Thousands of years ago, Indian Yogis possessed the knowledge to obtain the weapons of the gods. However, this knowledge could only be transferred from a Guru to his disciple by word of mouth. In today’s world, one mystic, who calls himself Guruji, still possesses this knowledge and is using it to empower an innocent person’s life. Only, this empowerment could be a deception and the innocent person is a thirteen-year-old boy with a stutter…
In this intertwining tale, an ambitious yet unsuccessful Shankar, in search of his identity, is manipulated to embark on a never-told-before fantasy tale; only to rediscover the father he never knew and unmask the mystical Guruji.

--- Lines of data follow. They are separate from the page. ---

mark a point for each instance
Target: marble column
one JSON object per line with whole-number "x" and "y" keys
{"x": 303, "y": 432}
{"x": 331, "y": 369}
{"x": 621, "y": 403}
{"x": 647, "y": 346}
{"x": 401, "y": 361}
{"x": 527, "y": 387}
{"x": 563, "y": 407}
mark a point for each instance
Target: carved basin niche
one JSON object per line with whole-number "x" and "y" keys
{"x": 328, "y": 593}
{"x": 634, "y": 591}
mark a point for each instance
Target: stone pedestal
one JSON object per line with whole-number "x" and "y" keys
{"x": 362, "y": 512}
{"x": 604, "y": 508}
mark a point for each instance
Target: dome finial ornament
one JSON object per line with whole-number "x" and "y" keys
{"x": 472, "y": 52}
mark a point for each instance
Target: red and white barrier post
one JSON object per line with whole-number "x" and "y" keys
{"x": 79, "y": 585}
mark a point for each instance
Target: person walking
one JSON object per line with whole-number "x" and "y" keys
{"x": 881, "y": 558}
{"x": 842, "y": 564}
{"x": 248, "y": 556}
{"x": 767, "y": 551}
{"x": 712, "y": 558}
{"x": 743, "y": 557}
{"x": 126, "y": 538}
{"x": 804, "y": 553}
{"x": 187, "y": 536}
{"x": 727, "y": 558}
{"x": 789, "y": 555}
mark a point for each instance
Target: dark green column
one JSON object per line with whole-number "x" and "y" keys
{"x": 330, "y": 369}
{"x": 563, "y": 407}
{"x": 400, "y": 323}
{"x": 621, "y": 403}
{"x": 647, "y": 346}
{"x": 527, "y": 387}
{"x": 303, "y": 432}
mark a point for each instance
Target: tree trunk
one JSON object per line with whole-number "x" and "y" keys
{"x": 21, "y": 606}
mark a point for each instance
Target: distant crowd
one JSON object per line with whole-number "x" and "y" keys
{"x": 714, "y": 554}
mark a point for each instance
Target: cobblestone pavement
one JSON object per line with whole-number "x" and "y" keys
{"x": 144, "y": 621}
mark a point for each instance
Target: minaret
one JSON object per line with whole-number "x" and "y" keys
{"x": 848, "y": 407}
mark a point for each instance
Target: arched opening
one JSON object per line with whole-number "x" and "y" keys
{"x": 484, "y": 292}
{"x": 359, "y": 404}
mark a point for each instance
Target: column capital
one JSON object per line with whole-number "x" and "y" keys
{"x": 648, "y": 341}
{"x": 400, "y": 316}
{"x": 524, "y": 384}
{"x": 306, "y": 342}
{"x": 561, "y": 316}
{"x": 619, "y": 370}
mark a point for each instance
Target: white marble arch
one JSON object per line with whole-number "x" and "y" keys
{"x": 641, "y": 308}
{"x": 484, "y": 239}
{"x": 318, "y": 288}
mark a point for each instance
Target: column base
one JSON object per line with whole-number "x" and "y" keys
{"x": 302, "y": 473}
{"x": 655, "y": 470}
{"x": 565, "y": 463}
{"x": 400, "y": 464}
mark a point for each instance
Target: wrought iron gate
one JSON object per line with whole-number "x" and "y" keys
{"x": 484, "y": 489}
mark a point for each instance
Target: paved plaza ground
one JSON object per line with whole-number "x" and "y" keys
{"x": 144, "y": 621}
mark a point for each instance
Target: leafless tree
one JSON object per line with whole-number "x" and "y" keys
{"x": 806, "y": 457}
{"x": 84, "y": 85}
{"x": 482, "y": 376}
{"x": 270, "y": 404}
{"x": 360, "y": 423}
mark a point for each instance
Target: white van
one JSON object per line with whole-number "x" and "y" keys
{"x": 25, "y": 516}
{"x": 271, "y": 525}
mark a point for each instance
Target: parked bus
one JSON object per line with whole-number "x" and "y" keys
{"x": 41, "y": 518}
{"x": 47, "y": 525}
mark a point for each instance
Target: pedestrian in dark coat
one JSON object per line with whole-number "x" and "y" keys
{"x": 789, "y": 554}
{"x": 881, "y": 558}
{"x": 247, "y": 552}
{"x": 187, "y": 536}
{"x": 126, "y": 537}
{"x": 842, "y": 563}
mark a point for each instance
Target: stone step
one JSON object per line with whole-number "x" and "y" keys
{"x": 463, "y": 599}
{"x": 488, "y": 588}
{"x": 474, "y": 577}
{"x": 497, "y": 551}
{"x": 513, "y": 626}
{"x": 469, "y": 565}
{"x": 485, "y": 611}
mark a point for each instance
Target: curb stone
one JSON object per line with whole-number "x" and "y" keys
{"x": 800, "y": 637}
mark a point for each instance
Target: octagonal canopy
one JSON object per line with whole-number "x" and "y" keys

Amidst this confounding concoction of ancient myths, deluding personas and dispersed emotions, will Shankar ever be able to separate fact from fiction and find his true identity?

My Thoughts

The book starts with the prominent Dr. S. Vyas, a Nobel laureate in Physics talking about how things we believe to be products of advanced technology were present in ancient Indian scriptures. He talks about the three divyastras and other brilliant weapons.

Shankar is an IT employee. He goes back to his hometown when an unfortunate event occurs. His grandfather tells him a story about Indrajit, a 13-year-old boy who keeps to himself. He gets lost on a school trip to a national park. There, he encounters a Guruji and has some strange experiences. Shankar’s grandfather’s stories had a much deeper meaning which Shankar discovers later.

The plot is interesting and well structured. However, it was over-the-top for me and felt a bit ridiculous.

The narration and writing style of the book keeps the reader engaged. The book is fast-paced and suspenseful. I couldn’t see where it was going, and the ending surprised me.

This is the kind of book that may appeal to only certain readers. It was a miss for me.

If you have an interest in celestial weapons and Indian mythology, I would recommend this book.